An Unforgettable Event Elevating Trading Education 

Investors face a challenge in interpreting the current market landscape. Optimism in the stock market, driven by expectations of interest rate cuts, contrasts with a weakening oil sector and a stumbling cryptocurrency market. To make informed decisions, investors need to closely monitor both economic indicators and statements from key decision-makers at central banks.

Forex: EUR/USD in Holding Pattern

The EUR/USD currency pair continues trading within a tight range below 1.0800. Market indecision is evident amid a lack of major economic data releases. Investors are closely monitoring both the US Federal Reserve and the European Central Bank (ECB) for possible interest rate shifts. Weakening confidence in the US economy suggests the Fed could cut rates starting in September. In contrast, easing price pressures in the Eurozone have bolstered the ECB’s plans to lower rates starting in June.

The 100-day moving average sits at 1.0831 and is the most significant resistance above the 1.0800 level. The ADX indicator shows there is not a significant trend in the market during the week, but compared to mid-April, there has been a bullish movement in the price of the currency.

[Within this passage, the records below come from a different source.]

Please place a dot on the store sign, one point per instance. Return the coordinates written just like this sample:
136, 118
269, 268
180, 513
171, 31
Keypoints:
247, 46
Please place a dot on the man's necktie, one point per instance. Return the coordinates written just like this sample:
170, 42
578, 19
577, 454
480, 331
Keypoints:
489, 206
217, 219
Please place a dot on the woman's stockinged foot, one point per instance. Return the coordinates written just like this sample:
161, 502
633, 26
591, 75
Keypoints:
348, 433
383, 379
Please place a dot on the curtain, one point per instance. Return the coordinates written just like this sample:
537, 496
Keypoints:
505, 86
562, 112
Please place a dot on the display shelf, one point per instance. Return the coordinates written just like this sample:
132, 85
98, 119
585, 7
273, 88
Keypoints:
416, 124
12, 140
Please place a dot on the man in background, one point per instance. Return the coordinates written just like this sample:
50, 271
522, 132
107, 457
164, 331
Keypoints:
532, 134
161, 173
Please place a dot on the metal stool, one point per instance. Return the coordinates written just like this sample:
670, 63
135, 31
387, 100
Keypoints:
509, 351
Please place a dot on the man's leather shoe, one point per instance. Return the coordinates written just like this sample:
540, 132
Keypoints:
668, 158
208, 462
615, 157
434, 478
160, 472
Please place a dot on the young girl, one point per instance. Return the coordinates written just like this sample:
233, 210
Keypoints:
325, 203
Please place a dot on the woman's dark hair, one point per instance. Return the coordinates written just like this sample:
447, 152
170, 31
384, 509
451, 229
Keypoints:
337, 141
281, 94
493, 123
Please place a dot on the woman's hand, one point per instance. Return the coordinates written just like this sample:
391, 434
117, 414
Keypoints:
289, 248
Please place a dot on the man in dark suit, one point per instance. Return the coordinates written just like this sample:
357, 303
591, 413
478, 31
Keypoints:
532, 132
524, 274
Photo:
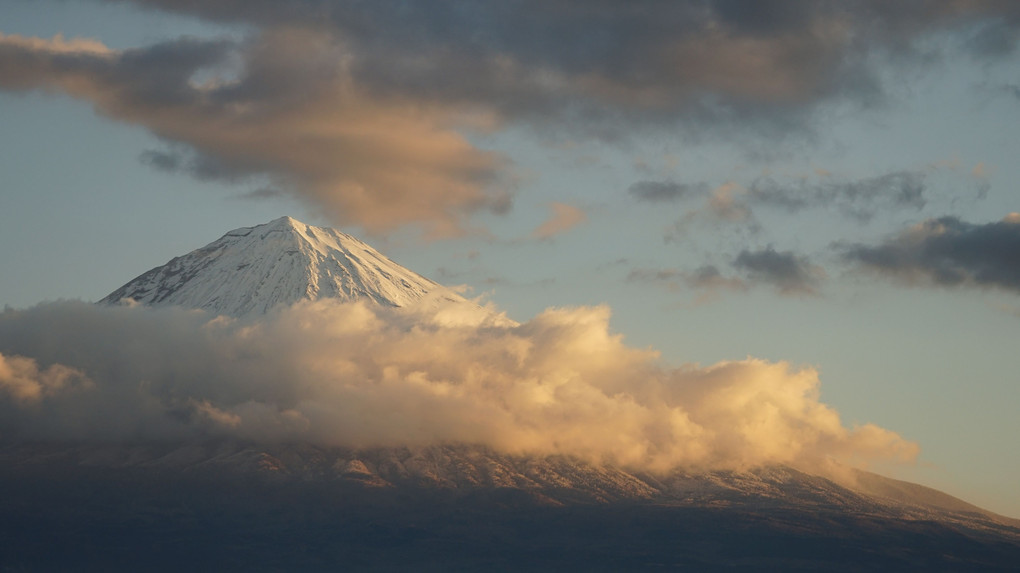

Oil Prices Weaken as Iran Ramps Up Production

Oil prices have declined significantly, with WTI crude reaching its lowest levels in nearly two months earlier in the week. Markets are reacting negatively to Iran’s plans to increase oil production this year. Rising US Dollar strength has also contributed to the decline in oil prices. While ongoing tensions in the Middle East remain a concern, some analysts believe OPEC nations will balance out any supply disruptions.

Despite the price decline, WTI has remained above its 100-day moving average but is still below $80. The market got close to an oversold condition earlier in the week but has more room for lower lows, something the WTI can only achieve if it breaks the moving average and aims for a second support at around $75.66.

Stocks Rally on Rate Cut Expectations

Stock markets have enjoyed their strongest three-day rally since November, fueled by growing expectations of Federal Reserve interest rate cuts later this year. The S&P 500 topped its 50-day moving average, a positive technical indicator. While a strong earnings season has bolstered investor optimism, this week’s relatively light economic calendar has left Fed policy as the primary focus. Comments from Fed officials will be carefully scrutinized for additional clues about the central bank’s direction.

The S&P 500 now trades above 5,200. Volatility has increased on the index as shown by the Bollinger Bands, and the RSI oscillator is getting closer to 70, showing growing interest in investors on the Index and a “positive” feeling on the market about future rate cuts on the US that could boost the rally and take the index to its next resistance at 5,300.

Cryptocurrency Market Slides as Bitcoin Falters

Bitcoin and the broader cryptocurrency market continue to face downward pressure. Bitcoin’s recent struggles, combined with slowing inflows into US spot-bitcoin exchange-traded funds and the prospect of higher interest rates, are dampening the crypto market. However, some analysts remain optimistic about Bitcoin’s long-term prospects.

Bitcoin has been consistently trading below its 20-day moving average but remains above 60,000. Additionally, the resistance at 63,562.40 keeps limiting BTC from reaching higher highs, and now the 20-day moving average is also below this level. The RSI oscillator shows a sideways market sentiment.